Comparto con ustedes mi reciente conversación con un amigo de 66 años, cuyo oficio es uno de las más singulares: torrero.
La especialidad consiste en instalar, mantener y reparar torres de comunicaciones. Esto es construir las estructuras elevadas donde se colocan las antenas.
Según mi amigo, su oficio es una cuestión genética, de familia. Lo inició su padre carpintero en 1926. Todo comenzó, cuando le encargaron preparar dos varas de 16 metros de largo. Él las entregó bien pulidas y barnizadas a sus clientes e, intrigado, se quedó para ver en qué las usarían. Observó que las clavaron en el suelo y que entre las puntas extendieron un alambre, como para tender ropa. Cuando conectaron el extremo del cable que llegaba al suelo a una cajita de madera, se comenzó a oír una radio…
A partir de ese momento el padre de mi amigo dejó la carpintería, para seguir haciendo varas largas por su cuenta e instalar a pedido, antenas receptoras. El negocio era un boom en 1930. El paso siguiente fue convertirse en torrero, y eso ocurrió cuando le pidieron una estructura más alta, para una emisora.
A los 16 años mi amigo subió por primera vez a la cumbre de una torre metálica de 250 metros. Por orden de su padre tenía que terminar allá arriba trabajos para radio Cooperativa Vitalicia, en La Florida. Lo ascendieron por un huinche. A los diez minutos llegó a la punta. Había que tener pana para no ser presa del vértigo.
Desde entonces, mi amigo se lo ha pasado encaramado en las torres. No teme a la altura, pero la respeta. Jamás ha sufrido un accidente de trabajo, salvo en su casa, donde se cayó de una escalera fracturándose las piernas. Tardó un año en volver a la posición vertical y a subirse a las torres.
Fruto de este accidente tuvo problemas para conducir, al quedar temporalmente sin fuerza en el pie izquierdo. Pero, se las ingenió. Recortó el mango de una pala y con él oprimía a mano el embrague de su camioneta para meter los cambios. Una vez en su lugar de trabajo, bajaba con muletas y se agarraba de los fierros de las torres. Ya en las alturas no necesitaba los apoyos porque el peso del cuerpo lo traspasaba a las manos, como Tarzán.
Mi amigo ya camina normalmente otra vez. “Trato que no se me note la cojera”, me dijo entre serio y risueño. Y la verdad es que pasa “piolita”.
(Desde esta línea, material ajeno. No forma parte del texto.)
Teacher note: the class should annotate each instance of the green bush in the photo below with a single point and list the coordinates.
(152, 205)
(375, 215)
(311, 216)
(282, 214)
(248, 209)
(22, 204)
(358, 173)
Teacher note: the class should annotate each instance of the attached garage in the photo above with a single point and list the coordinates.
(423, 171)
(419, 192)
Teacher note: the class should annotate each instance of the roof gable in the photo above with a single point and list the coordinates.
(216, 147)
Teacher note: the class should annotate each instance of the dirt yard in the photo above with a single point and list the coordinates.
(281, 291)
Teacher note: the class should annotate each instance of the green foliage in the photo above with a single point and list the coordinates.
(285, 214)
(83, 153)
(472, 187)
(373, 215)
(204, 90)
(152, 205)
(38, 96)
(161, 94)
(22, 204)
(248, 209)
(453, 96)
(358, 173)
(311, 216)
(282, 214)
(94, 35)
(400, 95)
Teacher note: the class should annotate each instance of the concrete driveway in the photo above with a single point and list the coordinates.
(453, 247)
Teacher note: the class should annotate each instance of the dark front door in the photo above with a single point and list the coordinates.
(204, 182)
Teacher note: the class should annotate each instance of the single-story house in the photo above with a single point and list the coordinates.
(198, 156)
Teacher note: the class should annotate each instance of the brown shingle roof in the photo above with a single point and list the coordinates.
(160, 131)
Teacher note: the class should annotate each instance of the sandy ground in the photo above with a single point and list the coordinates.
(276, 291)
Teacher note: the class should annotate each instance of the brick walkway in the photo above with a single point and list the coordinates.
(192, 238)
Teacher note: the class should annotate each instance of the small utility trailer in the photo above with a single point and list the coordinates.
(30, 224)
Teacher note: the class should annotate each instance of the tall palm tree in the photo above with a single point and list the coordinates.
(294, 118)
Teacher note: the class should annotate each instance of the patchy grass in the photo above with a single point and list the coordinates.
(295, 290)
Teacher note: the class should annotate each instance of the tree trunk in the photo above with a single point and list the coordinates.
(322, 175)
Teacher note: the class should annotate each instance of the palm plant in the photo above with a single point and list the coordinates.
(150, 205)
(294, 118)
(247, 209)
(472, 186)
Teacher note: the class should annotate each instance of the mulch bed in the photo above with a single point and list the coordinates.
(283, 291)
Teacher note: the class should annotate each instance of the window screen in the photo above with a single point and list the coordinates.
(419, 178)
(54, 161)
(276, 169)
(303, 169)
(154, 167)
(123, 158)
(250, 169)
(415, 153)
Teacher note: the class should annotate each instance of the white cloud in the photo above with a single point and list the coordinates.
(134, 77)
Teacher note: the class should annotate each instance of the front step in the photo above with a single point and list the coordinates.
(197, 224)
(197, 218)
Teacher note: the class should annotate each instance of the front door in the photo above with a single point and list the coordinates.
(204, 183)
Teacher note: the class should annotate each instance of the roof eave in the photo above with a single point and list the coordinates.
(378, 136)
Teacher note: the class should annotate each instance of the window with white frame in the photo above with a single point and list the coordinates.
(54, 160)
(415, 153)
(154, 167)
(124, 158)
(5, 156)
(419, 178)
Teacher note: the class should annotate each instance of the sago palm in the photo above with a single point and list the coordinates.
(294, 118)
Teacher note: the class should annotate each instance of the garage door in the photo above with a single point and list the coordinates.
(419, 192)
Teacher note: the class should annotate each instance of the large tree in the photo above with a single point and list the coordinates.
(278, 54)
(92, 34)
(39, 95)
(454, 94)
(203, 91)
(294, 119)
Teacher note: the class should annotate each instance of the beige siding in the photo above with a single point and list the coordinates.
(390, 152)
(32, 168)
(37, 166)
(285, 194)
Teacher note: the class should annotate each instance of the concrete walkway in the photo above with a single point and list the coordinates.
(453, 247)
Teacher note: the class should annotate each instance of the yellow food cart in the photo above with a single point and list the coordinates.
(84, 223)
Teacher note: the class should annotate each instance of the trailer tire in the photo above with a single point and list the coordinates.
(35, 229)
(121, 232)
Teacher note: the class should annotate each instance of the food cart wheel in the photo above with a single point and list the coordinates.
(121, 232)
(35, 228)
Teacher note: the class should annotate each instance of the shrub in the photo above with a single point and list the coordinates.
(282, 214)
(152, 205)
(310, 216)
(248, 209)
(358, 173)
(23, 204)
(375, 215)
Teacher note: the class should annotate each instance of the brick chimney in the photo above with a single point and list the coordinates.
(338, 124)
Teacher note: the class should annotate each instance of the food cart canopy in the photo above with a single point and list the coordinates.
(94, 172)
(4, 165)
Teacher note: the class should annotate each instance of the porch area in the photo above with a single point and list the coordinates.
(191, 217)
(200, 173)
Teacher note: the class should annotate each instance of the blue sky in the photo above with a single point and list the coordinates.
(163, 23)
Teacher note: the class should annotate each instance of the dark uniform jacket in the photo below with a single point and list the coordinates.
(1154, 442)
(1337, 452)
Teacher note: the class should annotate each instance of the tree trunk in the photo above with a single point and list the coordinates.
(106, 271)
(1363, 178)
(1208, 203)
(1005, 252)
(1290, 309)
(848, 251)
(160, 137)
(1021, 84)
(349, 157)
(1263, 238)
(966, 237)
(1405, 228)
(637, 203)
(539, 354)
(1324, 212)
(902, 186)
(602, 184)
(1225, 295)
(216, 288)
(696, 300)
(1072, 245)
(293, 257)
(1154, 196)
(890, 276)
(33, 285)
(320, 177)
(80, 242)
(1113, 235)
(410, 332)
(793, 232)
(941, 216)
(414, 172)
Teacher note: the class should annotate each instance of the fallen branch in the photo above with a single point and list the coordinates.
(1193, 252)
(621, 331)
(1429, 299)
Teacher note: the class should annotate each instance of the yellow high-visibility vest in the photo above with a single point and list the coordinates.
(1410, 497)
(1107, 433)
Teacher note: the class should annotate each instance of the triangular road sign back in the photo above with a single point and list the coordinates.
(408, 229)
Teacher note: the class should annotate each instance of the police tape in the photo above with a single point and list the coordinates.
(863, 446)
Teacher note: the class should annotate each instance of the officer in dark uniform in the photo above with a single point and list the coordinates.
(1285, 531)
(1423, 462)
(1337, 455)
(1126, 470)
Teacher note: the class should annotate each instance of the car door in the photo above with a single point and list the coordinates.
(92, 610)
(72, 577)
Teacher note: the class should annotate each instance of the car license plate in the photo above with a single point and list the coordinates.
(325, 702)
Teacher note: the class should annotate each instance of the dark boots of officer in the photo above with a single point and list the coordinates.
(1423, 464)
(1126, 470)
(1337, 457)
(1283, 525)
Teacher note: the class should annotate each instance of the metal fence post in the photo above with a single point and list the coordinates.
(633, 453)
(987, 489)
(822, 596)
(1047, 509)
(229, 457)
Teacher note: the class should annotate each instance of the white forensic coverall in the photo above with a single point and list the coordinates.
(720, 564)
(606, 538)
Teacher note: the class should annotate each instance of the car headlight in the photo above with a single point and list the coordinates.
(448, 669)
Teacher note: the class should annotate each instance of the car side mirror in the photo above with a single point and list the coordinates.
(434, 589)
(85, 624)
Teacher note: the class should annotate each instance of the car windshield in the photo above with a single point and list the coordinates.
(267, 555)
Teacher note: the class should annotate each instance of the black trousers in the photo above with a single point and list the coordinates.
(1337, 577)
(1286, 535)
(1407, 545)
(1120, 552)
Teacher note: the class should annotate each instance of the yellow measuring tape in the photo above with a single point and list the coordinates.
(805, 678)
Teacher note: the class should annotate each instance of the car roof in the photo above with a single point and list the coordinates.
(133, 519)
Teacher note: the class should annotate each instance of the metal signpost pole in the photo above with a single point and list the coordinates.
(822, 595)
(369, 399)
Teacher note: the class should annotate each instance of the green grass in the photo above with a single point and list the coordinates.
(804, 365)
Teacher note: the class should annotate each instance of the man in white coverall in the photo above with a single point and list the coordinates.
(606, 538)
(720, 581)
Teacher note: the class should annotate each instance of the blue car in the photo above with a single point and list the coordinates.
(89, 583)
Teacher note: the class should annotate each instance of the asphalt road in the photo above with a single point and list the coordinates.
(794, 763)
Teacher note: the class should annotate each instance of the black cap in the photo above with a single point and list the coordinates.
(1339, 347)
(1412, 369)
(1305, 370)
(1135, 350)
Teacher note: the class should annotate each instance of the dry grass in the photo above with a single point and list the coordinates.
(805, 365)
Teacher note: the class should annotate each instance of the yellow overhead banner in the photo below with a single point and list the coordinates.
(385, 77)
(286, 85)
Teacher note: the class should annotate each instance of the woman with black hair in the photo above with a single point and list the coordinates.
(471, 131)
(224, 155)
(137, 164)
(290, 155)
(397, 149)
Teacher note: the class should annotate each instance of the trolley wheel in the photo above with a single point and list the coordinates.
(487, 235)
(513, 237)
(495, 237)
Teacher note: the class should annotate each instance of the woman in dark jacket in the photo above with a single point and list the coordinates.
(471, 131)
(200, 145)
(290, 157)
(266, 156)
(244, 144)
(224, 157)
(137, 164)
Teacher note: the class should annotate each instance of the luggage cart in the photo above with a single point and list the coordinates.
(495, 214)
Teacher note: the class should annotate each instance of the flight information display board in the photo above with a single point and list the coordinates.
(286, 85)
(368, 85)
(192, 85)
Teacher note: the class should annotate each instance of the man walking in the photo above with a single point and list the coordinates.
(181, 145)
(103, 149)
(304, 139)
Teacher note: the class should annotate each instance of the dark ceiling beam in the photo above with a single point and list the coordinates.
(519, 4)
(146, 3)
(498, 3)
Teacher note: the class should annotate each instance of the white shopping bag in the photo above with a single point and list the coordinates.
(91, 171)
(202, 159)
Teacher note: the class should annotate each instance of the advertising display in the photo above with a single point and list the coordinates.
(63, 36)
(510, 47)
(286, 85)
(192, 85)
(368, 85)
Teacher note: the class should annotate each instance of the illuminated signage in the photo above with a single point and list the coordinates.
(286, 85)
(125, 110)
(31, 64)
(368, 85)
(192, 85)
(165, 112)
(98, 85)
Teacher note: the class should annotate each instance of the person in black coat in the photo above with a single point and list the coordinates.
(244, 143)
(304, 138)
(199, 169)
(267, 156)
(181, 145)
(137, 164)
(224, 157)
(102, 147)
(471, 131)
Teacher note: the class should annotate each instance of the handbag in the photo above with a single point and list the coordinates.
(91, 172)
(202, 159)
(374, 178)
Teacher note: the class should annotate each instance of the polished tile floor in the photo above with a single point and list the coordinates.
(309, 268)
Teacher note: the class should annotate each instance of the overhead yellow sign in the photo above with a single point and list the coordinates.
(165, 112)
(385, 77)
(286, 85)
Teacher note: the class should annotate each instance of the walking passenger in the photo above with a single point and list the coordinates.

Me narró la siguiente anécdota de alturas: “Por apuro tuve que contratar a una persona en Valparaíso, quien me aseguró que sabía el oficio. Yo tenía que instalar una antena de 200 metros de altura en Temuco en forma urgente. El colega me confesó allá que aquella sería la primera vez que subiría tan alto, pero que no sentía miedo. Lo eché adelante y yo subí de atrás. Íbamos pasados de los cien metros cuando el hombre se abrazó a los fierros. Se quedó pegado y le vino una tremenda indigestión. No pudo continuar, entró en pánico y tuve que ayudarlo a bajar. No le cuento cómo quedamos. Lo fleté altiro de vuelta a Valparaíso”.